Carlos Ruiz Zafon to autor, którego należy doceniać i który rzeczywiście został bardzo doceniony. Niemal cały czas gdzieś się pojawia. Ja ciągle miałam opory przed sięgnięciem po Jego twórczość. Potem trafiłam na Jego opowieści młodzieżowe i przeczytałam wszystkie. Bardzo mi się podobały, a szczególnie ich mroczny klimat i tajemnice.
Jednak nadal jakoś średnio chciało mi się po ,,Cień wiatru". Ale ostatecznie zmotywowały mnie 2 rzeczy. Chciałam przeczytać coś bardziej wybitnego no i wydawnictwo chciało mi podesłać 4 tom, więc stwierdziłam, że będzie to dobry powód by w końcu zabrać się za książki Zafona.
Tak więc w końcu w moje łapki wpadły Jego książki, brakuje mi jeszcze 3 tomu, ale zdobędę!
Historia już od pierwszych stron zaczyna się naprawdę bardzo intrygująco i powiedziałabym z bardzo pikantnymi dodatkami, co mnie bardzo zaskoczyło, więc książka zapowiadała się naprawdę ciekawie. Niestety im dalej w las tym gorzej. Powieść z każdymi 40 stronami robiła się coraz bardziej nudna, spłowiała i traciła co chwila główny wątek.
Głównym wątkiem była historia pewnej książki, na którą nasz główny bohater jako mały chłopiec trafił w księgarni. Potem przychodzi jakiś ziomek i żąda aby mu ją oddał tylko po to by mógł ją spalić i tu na dobrą sprawę robi się znów ciekawie, podążamy za prawdą by zaraz znów wylecieć z głównego wątku tylko po to by poczytać sobie o nudnym życiu i rozterkach głównego bohatera. Był nawet dłuższy moment, gdzie nie wracaliśmy do tematu książki i już zaczynałam sądzić, że autor zapomniał o tym.
No niestety powieść mnie nie zachwyciła, ale...
Doceniam ją za inne rzeczy.
Po pierwsze: za ten piękny język autora. Książkę czyta się niemal poetycko. Te wszystkie zwroty, mądre przemyślenia i bogaty język to raj dla szarych komórek. Naprawdę rozpływam się nad stylem Zafona. Mam zaznaczone mnóstwo cytatów. A jeden z nich totalnie mnie rozwalił. ⬇
"W chwili kiedy zastanawiasz się czy kogoś kochasz, przestałeś już g kochać na zawsze."

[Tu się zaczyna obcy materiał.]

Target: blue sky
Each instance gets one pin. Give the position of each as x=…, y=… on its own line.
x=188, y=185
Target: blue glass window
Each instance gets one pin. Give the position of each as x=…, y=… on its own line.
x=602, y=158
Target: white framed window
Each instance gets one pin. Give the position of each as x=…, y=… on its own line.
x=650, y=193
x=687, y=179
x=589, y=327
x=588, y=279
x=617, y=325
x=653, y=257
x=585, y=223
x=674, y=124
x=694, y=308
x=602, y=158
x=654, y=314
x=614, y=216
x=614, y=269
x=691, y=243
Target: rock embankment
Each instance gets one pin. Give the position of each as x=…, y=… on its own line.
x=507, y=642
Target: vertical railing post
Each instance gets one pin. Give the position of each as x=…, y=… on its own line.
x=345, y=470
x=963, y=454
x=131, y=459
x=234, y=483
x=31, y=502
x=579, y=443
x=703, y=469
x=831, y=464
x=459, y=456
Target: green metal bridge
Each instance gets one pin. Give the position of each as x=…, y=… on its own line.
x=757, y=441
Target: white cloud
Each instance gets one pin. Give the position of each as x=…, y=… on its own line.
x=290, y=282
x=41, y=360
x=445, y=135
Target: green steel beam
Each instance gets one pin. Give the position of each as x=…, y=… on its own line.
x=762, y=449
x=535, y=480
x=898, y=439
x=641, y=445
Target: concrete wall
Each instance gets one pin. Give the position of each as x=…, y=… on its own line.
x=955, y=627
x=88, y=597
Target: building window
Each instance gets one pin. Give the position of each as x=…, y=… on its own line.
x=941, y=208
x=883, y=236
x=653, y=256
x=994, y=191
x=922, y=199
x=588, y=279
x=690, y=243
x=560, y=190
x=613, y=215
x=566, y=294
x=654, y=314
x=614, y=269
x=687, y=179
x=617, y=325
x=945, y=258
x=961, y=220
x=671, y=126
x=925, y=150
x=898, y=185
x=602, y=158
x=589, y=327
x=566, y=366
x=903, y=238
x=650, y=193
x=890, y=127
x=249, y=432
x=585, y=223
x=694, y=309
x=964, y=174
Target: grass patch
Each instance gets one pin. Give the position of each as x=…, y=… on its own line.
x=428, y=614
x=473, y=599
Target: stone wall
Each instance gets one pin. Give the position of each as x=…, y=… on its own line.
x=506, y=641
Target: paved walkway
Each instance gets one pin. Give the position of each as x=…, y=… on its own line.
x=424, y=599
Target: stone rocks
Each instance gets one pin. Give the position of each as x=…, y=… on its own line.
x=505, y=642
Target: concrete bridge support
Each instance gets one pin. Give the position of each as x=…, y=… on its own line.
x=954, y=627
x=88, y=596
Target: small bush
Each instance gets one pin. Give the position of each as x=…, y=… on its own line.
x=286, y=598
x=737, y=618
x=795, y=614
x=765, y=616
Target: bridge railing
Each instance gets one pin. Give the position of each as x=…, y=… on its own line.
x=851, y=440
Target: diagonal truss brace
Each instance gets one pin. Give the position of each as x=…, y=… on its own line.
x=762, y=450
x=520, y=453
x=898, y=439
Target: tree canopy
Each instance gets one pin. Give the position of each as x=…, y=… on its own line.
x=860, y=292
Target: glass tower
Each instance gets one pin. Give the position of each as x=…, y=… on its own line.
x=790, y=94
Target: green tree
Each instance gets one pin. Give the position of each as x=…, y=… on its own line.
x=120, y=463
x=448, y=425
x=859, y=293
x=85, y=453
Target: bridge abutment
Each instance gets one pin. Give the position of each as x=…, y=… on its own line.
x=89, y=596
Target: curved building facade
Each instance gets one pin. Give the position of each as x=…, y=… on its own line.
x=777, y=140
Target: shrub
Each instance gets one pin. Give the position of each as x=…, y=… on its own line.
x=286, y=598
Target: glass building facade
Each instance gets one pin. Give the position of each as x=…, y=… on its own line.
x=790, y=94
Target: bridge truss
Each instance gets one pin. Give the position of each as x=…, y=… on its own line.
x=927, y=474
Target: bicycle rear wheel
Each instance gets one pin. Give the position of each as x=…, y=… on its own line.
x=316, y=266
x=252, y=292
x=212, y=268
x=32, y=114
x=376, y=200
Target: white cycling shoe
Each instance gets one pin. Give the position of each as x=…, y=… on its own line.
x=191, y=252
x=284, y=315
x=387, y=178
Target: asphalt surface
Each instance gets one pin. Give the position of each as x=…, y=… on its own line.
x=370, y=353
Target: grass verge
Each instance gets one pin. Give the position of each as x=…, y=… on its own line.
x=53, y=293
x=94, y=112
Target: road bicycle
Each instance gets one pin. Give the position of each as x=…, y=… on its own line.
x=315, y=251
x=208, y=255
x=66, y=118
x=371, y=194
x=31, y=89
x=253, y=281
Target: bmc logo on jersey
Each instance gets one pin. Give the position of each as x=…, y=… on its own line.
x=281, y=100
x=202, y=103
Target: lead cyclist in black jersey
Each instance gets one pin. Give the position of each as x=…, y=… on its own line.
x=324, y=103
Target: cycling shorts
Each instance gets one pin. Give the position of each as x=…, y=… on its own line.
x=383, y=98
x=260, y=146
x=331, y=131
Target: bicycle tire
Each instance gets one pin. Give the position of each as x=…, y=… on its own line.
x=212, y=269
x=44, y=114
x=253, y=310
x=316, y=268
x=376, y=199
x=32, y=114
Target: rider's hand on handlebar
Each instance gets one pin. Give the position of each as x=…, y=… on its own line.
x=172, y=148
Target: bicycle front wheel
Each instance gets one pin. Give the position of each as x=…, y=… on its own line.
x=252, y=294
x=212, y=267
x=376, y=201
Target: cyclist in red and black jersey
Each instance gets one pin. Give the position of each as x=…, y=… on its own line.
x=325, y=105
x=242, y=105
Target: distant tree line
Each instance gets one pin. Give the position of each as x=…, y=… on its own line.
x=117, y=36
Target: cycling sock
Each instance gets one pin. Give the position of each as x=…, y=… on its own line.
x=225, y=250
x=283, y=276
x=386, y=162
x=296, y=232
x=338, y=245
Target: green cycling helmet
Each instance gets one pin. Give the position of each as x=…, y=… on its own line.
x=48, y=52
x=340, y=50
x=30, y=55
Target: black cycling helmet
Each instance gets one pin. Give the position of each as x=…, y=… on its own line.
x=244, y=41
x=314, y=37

A po drugie: zachwycił mnie klimat powieści. Akcja toczy się w Barcelonie, więc to już jest samo w sobie ciekawe. Najbardziej jestem zauroczona miłością w tej powieści. To były czasy kiedy zabiegało się o kobietę w inny sposób, w ogóle myślało się i traktowało je inaczej (albo mi się zdaje). Ale te wszystkie romantyczne wątki i to jak bohaterowie (mężczyźni) ubiegali się o względy kobiety było urocze.
Tak, więc książka mnie trochę wymęczyła, bo czytałam ją ponad 2 tyg., fabuła była słaba, ale i tak nie żałuję, że po nią sięgnęłam i mam zamiar kontynuować przygodę z Zafonem. Mam nadzieję, że dalsze tytuły bardziej przypadną mi do gustu.